IWF prangert Ungleichheit an
Von Markus Sievers
Kritisiert die wachsende Ungleichheit: IWF-Chefin Christine Lagarde.
Foto: REUTERS
Regierungen sollen die Gewinne aus der Globalisierung fairer verteilen.
IWF-Chefin Lagarde ruft auf der Jahrestagung auf, mehr für Arbeitnehmer
mit mittleren und unteren Einkommen zu tun.
IWF-Chefin Christine Lagarde hat die
wachsende Ungleichheit vor allem in den reichen Ländern kritisiert.
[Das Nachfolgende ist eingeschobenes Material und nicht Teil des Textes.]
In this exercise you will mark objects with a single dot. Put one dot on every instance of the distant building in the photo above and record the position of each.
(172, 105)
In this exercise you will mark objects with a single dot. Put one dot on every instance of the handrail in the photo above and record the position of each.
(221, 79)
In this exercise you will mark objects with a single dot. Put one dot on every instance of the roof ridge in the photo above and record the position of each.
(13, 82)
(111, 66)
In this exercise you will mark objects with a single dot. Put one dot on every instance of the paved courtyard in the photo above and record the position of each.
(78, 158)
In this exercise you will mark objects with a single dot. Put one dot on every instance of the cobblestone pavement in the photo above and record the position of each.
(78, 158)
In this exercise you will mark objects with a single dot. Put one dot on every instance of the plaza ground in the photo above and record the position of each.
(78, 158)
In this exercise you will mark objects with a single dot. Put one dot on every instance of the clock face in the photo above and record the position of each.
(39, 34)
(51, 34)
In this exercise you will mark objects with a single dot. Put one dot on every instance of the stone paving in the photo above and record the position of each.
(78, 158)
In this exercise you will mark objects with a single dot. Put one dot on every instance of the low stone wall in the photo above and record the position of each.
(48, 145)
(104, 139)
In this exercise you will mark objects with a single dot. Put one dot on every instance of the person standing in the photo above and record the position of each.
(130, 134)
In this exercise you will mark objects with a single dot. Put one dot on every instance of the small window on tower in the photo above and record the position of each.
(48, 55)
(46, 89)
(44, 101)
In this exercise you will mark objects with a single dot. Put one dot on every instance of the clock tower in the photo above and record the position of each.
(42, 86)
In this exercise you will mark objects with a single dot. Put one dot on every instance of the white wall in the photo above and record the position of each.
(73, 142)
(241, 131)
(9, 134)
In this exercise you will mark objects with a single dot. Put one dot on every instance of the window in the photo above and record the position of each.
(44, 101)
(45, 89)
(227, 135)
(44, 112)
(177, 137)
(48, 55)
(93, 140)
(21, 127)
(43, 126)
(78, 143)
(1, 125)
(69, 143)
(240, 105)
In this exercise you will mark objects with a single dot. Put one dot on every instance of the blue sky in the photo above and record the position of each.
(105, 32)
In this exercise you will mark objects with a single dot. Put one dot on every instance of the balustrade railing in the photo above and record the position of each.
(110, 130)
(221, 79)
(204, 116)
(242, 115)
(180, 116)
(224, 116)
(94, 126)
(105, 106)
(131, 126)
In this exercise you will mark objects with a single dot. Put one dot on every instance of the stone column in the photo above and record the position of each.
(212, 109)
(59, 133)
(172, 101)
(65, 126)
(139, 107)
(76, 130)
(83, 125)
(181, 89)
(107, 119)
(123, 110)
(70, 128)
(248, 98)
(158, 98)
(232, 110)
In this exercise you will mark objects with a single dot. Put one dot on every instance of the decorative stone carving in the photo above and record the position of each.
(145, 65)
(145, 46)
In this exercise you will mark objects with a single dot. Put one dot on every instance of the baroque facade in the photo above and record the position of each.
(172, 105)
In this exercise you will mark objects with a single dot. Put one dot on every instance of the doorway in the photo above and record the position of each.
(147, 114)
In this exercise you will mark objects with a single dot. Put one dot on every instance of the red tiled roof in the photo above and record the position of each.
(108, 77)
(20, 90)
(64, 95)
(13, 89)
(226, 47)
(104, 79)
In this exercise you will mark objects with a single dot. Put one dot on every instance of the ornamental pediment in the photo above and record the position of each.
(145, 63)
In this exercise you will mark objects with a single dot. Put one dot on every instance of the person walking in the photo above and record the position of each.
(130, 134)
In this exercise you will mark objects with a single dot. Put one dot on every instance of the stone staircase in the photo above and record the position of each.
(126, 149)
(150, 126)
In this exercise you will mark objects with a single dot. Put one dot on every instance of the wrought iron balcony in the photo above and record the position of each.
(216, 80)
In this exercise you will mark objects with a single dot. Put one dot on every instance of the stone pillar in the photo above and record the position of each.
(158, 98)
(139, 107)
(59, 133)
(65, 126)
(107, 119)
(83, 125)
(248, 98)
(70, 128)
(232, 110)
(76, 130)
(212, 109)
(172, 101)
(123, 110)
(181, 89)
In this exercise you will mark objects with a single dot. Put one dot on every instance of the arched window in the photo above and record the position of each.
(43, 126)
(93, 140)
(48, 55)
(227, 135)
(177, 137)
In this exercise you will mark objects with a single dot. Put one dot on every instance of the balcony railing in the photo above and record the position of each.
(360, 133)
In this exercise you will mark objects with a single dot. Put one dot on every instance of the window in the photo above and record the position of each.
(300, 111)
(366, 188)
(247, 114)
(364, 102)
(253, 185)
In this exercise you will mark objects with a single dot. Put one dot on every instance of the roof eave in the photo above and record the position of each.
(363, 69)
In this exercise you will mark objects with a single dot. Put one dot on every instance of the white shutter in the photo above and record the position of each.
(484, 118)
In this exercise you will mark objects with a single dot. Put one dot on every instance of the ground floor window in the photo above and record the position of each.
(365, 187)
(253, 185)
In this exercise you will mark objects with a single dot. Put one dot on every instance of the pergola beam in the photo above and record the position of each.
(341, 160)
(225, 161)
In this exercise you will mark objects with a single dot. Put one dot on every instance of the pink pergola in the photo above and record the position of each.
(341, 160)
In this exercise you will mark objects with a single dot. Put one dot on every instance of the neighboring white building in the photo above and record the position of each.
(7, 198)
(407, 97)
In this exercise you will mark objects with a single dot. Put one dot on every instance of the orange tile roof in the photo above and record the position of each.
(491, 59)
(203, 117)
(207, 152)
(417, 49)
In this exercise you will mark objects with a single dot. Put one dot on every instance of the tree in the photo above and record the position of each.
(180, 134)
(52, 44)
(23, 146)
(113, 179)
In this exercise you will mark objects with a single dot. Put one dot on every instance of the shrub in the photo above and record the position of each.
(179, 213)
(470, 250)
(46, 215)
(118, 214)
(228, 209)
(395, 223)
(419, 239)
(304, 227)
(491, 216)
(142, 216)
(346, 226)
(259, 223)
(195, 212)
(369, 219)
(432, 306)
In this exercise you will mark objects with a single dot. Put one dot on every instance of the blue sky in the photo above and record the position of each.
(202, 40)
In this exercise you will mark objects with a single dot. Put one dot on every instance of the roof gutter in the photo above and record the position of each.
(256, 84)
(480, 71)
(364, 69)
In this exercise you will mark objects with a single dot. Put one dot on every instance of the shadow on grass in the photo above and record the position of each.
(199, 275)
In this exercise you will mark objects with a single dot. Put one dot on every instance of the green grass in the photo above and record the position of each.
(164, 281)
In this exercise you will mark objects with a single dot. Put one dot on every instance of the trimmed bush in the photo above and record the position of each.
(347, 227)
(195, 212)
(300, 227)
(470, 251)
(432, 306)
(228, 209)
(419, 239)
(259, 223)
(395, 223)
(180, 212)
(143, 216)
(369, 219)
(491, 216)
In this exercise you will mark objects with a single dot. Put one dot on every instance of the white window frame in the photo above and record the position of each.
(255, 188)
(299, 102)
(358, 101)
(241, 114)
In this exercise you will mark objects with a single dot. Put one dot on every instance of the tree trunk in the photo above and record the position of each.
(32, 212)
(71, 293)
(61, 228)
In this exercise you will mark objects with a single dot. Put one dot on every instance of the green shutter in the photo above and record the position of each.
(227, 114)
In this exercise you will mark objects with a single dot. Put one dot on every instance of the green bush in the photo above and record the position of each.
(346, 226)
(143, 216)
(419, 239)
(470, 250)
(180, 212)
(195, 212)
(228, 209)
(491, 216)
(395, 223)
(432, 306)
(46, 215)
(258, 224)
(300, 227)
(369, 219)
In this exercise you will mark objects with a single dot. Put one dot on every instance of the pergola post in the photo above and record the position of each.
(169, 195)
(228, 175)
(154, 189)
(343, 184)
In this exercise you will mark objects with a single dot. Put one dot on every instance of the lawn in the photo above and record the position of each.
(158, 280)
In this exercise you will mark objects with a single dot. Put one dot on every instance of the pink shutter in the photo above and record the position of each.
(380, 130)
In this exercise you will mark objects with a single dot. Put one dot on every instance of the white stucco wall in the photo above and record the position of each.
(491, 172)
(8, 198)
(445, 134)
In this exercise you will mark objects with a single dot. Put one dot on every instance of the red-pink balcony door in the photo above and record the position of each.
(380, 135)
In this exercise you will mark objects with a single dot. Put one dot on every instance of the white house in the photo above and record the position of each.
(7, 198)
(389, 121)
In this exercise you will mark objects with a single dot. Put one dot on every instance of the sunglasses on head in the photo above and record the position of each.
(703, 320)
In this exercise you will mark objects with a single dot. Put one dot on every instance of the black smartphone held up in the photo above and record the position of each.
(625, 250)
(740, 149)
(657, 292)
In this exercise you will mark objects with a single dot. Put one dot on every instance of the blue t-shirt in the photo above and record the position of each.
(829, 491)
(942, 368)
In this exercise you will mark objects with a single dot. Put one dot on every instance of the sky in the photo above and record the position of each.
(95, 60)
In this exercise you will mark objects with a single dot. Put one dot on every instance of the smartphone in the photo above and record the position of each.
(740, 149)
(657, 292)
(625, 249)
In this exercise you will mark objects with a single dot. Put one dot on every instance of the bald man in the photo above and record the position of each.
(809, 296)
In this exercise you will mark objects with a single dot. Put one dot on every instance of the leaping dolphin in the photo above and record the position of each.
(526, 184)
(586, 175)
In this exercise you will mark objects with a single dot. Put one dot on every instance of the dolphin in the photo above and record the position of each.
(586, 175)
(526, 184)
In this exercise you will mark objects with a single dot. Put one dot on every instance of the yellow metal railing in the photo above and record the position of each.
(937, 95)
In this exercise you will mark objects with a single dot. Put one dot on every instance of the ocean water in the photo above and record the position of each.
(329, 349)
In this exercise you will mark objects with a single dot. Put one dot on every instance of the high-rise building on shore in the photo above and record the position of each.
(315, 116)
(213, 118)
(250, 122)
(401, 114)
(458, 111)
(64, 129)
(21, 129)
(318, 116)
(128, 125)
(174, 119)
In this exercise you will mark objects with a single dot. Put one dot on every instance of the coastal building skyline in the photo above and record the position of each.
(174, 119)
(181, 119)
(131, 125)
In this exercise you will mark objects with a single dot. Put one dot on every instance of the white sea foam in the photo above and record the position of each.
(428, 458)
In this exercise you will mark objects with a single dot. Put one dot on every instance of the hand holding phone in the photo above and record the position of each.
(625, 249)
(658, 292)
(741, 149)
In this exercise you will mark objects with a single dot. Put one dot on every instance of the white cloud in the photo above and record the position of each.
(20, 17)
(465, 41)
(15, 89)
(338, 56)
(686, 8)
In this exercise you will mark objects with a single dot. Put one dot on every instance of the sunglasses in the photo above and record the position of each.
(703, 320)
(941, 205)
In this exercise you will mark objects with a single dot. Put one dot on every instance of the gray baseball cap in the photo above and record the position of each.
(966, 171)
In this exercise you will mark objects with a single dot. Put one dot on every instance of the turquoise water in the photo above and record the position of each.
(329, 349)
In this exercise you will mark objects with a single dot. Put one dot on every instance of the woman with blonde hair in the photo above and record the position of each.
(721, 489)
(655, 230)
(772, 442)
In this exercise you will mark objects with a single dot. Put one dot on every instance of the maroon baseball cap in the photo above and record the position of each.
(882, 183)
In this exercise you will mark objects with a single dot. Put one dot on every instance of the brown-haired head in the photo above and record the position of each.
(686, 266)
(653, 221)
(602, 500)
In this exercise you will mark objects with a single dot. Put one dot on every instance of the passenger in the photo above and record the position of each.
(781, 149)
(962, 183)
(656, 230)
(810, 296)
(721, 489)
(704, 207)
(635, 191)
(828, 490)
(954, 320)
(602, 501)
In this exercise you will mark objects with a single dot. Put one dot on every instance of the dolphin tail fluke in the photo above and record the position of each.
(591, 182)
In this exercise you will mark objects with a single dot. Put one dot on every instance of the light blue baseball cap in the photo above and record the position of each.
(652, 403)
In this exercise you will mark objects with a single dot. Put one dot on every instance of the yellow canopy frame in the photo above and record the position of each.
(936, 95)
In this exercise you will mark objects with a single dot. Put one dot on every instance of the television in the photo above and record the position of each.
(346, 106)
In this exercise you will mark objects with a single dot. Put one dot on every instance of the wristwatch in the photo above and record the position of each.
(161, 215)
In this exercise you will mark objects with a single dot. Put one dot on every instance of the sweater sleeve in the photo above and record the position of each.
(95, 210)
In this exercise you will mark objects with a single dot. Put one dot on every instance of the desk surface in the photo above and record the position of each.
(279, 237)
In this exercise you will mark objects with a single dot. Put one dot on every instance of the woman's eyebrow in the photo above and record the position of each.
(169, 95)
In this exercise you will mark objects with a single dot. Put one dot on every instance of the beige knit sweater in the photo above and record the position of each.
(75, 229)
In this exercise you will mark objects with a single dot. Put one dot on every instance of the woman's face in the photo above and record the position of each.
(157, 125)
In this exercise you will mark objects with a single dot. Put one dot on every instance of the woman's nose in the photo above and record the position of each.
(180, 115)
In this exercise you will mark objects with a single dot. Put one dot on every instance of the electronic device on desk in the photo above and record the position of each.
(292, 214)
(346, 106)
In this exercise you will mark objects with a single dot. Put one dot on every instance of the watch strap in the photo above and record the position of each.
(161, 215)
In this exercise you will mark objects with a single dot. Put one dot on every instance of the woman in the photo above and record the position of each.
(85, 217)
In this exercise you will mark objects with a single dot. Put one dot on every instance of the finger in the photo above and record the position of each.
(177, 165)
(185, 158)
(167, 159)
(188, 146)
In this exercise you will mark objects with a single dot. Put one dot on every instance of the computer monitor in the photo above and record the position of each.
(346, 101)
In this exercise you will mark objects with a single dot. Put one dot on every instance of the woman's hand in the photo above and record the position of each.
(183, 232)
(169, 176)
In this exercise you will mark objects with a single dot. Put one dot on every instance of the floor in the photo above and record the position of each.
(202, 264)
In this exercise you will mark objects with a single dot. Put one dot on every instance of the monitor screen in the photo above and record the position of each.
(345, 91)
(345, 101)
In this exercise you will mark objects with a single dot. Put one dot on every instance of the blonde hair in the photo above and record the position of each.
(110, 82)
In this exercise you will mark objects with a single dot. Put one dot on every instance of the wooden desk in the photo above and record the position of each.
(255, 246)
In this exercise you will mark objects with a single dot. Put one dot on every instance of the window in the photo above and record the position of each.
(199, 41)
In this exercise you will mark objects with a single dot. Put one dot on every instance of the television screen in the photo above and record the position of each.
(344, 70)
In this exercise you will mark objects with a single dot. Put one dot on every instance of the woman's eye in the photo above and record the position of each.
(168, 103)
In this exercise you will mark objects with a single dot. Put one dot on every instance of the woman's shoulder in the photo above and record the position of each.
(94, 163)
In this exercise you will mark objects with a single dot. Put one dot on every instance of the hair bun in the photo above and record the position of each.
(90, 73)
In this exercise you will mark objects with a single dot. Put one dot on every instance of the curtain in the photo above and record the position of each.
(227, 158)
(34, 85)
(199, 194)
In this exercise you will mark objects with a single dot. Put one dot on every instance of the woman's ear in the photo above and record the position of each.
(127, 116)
Auf
der Jahrestagung des Internationalen Währungsfonds (IWF) in Washington
rief sie die Regierungen am Donnerstag auf, mehr für Arbeitnehmer mit
mittleren und unteren Einkommen zu tun. Andernfalls werde der Widerstand
gegen Globalisierung, freien Handel und auch die fortschreitende
Digitalisierung weiter zunehmen, warnte die IWF-Chefin.
„In
vielen Industrieländern und einigen Schwellenländern hat die zu
langsame Anpassung an den technischen Wandel und die Globalisierung die
Lohnsteigerungen für Arbeitnehmer mit mittleren und niedrigen
Qualifikationen reduziert, während die Gewinne für das Kapital und
hochqualifizierte Beschäftigte gestiegen sind“, heißt es in einem von
Lagarde herausgegebenen Papier zu den dringlichsten
wirtschaftspolitischen Aufgaben.
Der rasante
Wandel durch offene Märkte und digitale Anwendungen begünstigt einige
wenige. Die große Masse in den Vereinigten Staaten und Europa muss um
ihren Status kämpfen. Gerade in der Mittelschicht können viele den
gewohnten Wohlstand nicht halten.
Diese
Sichtweise auf die Weltwirtschaft machen sich seit einiger Zeit
zunehmend die politischen Verantwortlichen zu eigen. Sie übernehmen
damit zum Teil die Position von Globalisierungskritikern, wie das
Statement von Lagarde verdeutlicht. Allerdings bewertet sie die
Globalisierung grundsätzlich positiv. Falsch sei nur die politische
Reaktion gewesen. Als etwa China durch seinen Eintritt in den Weltmarkt
die reichen Nationen mit billigen Produkten versorgte und die Konkurrenz
verschärfte, hätten die Regierungen die Gewinne aus diesen
Veränderungen fairer verteilen müssen.
Dies sei
keine leichte Aufgabe, räumte Lagarde ein. Aber die Staaten könnten und
müssten mehr leisten, um etwa die Chancen von Jugendlichen und Frauen zu
verbessern. Sie sollten auch mehr Hilfe anbieten für die Menschen, die
sich beruflich neu orientieren müssten. Grundsätzlich aber habe die
Weltwirtschaft in einem gewaltigen Ausmaß von der Globalisierung und den
technischen Innovationen profitiert.
Die
Verbraucher in Deutschland, Australien oder Mexiko zählen aus IWF-Sicht
zu den Nutznießern, weil sie unzählige Produkte und Dienstleistungen
viel günstiger einkaufen können. Aber auch die Arbeitnehmer gewinnen,
jedenfalls in Schwellenländern wie China. Dort ist Hunderten Millionen
der wirtschaftliche Aufstieg gelungen. Die Armut ist in diesen Regionen
in einem enormen Tempo zurückgegangen.
Bereits im
vergangenen Jahr hatten die Staats- und Regierungschefs der G 20 in
ihrer gemeinsamen Gipfel-Erklärung betont, dass sie sich mehr um
sozialen Ausgleich kümmern müssten. Dahinter steckt die Furcht, dass die
Verlierer der Globalisierung gegen offene Märkte aufbegehren und eine
Abschottung ihrer Länder verlangen könnten. Ein solches politisches
Klima begünstige eine nach innen gerichtete Politik und erschwere
Reformen, meinte Lagarde. Als Beleg dafür gilt die Entscheidung der
Briten, die Europäische Union zu verlassen, um nationale Belange auf der
Insel einfacher regeln zu können.
Sorgen
bereiten dem IWF auch die massiven Proteste vor allem in Deutschland
gegen die Freihandelsabkommen Ceta und TTIP. Und in den USA sind weiße
Arbeiter so frustriert über die wirtschaftliche Entwicklung, dass beide
Präsidentschaftskandidaten vom traditionellen liberalen Kurs ihres
Landes abrücken. All dies trifft auf eine äußerst wacklige
Weltkonjunktur. Daher sieht der IWF ein steigendes Risiko, dass
Protektionismus und Abschottung die wirtschaftlichen Probleme
verschärfen und den Weg in die nächste Krise weisen könnten.